Time for smart beta ETFs to enter bond markets?

Detlef Glow, head of Research EMEA at Thomson Reuters Lipper argues that smart beta ETFs could contribute to addressing liquidity issues in the bond market. 

The new year has started, but the financial markets are still affected by topics from the old year. One of the topics that has come up again is the liquidity of bonds in general—and bond funds in particular. From my point of view nearly all that can be said has been said about this topic.

After all this discussion about liquidity in the bond markets and the possible implications for bond funds, especially exchange-traded funds (ETFs), one might raise the question of whether these issues could be addressed with smart beta products. These products concentrate on the liquidity of securities in addition to using the two main drivers of performance–duration and credit risk.

Since the liquidity of the underlying securities is already an issue for ETFs that track the broad indices, even “plain-vanilla” products are nowadays not far from being smart beta products. That is because of the optimization techniques used to replicate the returns of the underlying index using the tradable securities in the index basket.
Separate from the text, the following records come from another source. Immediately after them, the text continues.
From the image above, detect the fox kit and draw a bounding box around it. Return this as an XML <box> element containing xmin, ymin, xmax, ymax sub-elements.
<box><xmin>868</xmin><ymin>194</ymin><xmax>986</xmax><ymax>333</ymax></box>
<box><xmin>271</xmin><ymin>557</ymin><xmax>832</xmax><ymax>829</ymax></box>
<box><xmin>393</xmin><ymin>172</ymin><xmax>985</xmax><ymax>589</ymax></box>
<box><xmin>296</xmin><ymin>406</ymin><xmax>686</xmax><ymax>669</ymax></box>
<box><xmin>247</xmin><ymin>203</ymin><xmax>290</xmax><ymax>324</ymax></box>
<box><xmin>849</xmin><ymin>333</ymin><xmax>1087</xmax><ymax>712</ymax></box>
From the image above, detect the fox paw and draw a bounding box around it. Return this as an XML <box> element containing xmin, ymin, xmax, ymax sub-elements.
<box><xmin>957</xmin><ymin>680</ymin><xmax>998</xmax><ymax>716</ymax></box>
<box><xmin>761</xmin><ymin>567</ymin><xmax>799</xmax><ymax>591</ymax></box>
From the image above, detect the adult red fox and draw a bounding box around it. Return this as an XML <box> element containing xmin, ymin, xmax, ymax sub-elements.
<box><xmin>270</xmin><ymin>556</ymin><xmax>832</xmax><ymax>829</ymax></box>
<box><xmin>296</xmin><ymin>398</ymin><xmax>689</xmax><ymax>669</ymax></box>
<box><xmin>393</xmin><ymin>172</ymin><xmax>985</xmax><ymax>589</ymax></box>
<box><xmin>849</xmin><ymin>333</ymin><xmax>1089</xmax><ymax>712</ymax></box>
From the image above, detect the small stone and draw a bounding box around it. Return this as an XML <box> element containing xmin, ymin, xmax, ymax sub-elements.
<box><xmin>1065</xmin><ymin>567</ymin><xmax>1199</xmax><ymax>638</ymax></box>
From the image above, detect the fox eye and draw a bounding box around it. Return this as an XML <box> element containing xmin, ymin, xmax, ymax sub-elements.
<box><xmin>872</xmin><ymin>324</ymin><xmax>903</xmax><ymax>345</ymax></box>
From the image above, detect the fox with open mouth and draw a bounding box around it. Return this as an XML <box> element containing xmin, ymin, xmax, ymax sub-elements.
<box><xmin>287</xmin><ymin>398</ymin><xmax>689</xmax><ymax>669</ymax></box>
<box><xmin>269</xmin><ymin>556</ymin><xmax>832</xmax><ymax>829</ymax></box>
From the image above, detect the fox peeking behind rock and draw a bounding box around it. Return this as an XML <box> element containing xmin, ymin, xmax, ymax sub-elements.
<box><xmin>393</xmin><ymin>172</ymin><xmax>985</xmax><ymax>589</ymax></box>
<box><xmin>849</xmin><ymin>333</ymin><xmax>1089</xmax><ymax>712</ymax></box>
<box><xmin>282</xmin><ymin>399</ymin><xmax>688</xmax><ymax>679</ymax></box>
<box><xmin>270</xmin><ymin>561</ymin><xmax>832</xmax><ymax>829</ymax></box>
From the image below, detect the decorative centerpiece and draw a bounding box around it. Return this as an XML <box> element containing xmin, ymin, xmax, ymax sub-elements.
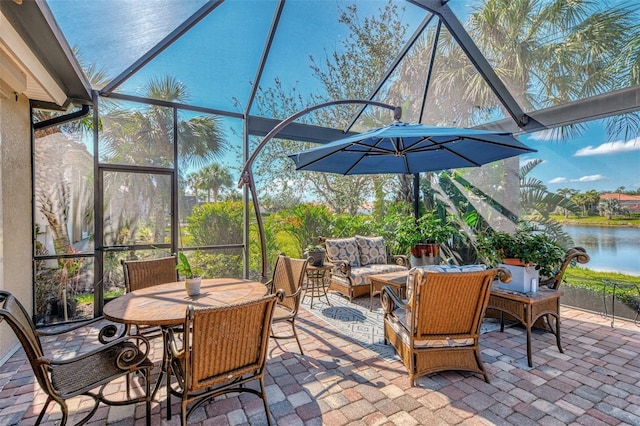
<box><xmin>176</xmin><ymin>252</ymin><xmax>204</xmax><ymax>296</ymax></box>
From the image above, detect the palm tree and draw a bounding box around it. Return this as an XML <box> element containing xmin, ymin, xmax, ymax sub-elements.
<box><xmin>101</xmin><ymin>76</ymin><xmax>226</xmax><ymax>242</ymax></box>
<box><xmin>200</xmin><ymin>164</ymin><xmax>233</xmax><ymax>203</ymax></box>
<box><xmin>518</xmin><ymin>159</ymin><xmax>580</xmax><ymax>247</ymax></box>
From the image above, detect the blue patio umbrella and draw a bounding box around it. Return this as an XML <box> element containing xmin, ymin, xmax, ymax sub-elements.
<box><xmin>289</xmin><ymin>121</ymin><xmax>536</xmax><ymax>175</ymax></box>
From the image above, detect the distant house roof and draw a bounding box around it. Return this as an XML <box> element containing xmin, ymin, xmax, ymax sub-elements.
<box><xmin>0</xmin><ymin>1</ymin><xmax>91</xmax><ymax>109</ymax></box>
<box><xmin>600</xmin><ymin>192</ymin><xmax>640</xmax><ymax>203</ymax></box>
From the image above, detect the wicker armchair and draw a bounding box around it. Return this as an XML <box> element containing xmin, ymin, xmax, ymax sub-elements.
<box><xmin>122</xmin><ymin>256</ymin><xmax>178</xmax><ymax>292</ymax></box>
<box><xmin>122</xmin><ymin>256</ymin><xmax>178</xmax><ymax>338</ymax></box>
<box><xmin>167</xmin><ymin>294</ymin><xmax>282</xmax><ymax>425</ymax></box>
<box><xmin>381</xmin><ymin>268</ymin><xmax>511</xmax><ymax>386</ymax></box>
<box><xmin>267</xmin><ymin>255</ymin><xmax>308</xmax><ymax>355</ymax></box>
<box><xmin>0</xmin><ymin>291</ymin><xmax>153</xmax><ymax>425</ymax></box>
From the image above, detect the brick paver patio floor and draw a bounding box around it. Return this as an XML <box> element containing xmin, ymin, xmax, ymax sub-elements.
<box><xmin>0</xmin><ymin>307</ymin><xmax>640</xmax><ymax>426</ymax></box>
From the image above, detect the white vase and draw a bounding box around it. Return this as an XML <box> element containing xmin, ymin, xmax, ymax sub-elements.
<box><xmin>184</xmin><ymin>277</ymin><xmax>202</xmax><ymax>296</ymax></box>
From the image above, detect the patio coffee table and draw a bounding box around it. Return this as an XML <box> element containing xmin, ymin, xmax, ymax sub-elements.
<box><xmin>369</xmin><ymin>270</ymin><xmax>409</xmax><ymax>311</ymax></box>
<box><xmin>487</xmin><ymin>283</ymin><xmax>564</xmax><ymax>367</ymax></box>
<box><xmin>302</xmin><ymin>263</ymin><xmax>333</xmax><ymax>309</ymax></box>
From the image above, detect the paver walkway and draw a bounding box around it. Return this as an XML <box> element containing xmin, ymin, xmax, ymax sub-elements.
<box><xmin>0</xmin><ymin>306</ymin><xmax>640</xmax><ymax>426</ymax></box>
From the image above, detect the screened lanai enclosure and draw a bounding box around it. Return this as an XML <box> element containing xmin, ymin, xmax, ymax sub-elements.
<box><xmin>1</xmin><ymin>0</ymin><xmax>640</xmax><ymax>324</ymax></box>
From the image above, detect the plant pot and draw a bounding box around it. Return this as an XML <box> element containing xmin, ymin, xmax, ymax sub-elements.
<box><xmin>184</xmin><ymin>277</ymin><xmax>202</xmax><ymax>296</ymax></box>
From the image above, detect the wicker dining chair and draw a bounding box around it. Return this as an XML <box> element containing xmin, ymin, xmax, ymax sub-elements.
<box><xmin>382</xmin><ymin>268</ymin><xmax>511</xmax><ymax>386</ymax></box>
<box><xmin>122</xmin><ymin>256</ymin><xmax>179</xmax><ymax>338</ymax></box>
<box><xmin>0</xmin><ymin>290</ymin><xmax>153</xmax><ymax>425</ymax></box>
<box><xmin>122</xmin><ymin>256</ymin><xmax>178</xmax><ymax>292</ymax></box>
<box><xmin>267</xmin><ymin>255</ymin><xmax>308</xmax><ymax>355</ymax></box>
<box><xmin>167</xmin><ymin>293</ymin><xmax>283</xmax><ymax>425</ymax></box>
In this regard a smart beta strategy that employs the liquidity of the bonds would help to build liquid indices for all kinds of bond sectors, which could then easily be replicated by funds.

In addition, a smart beta approach could help investors overcome the major struggle of market-weighted bond indices: these indices give the highest weightings to issuers (companies, countries, etc.) with the highest outstanding debt in the respective investment universe.

This approach can lead to high single-issuer risk within the portfolio, which is normally not the intention of an investor who buys into a broad market index. A smart beta approach could limit the issuer risk by introducing a cap within the index methodology.

From my point of view, smart beta ETFs could be the answer to the questions and concerns raised by investors around bond indices. Since investors tend to buy only products they understand, the index construction must be quite smart.

At the same time it must be as simple as possible, so investors can easily understand the investment objective and the risk/return profile of the index and therefore of the ETF. That said, in my opinion it is time for smart beta to enter the bond markets.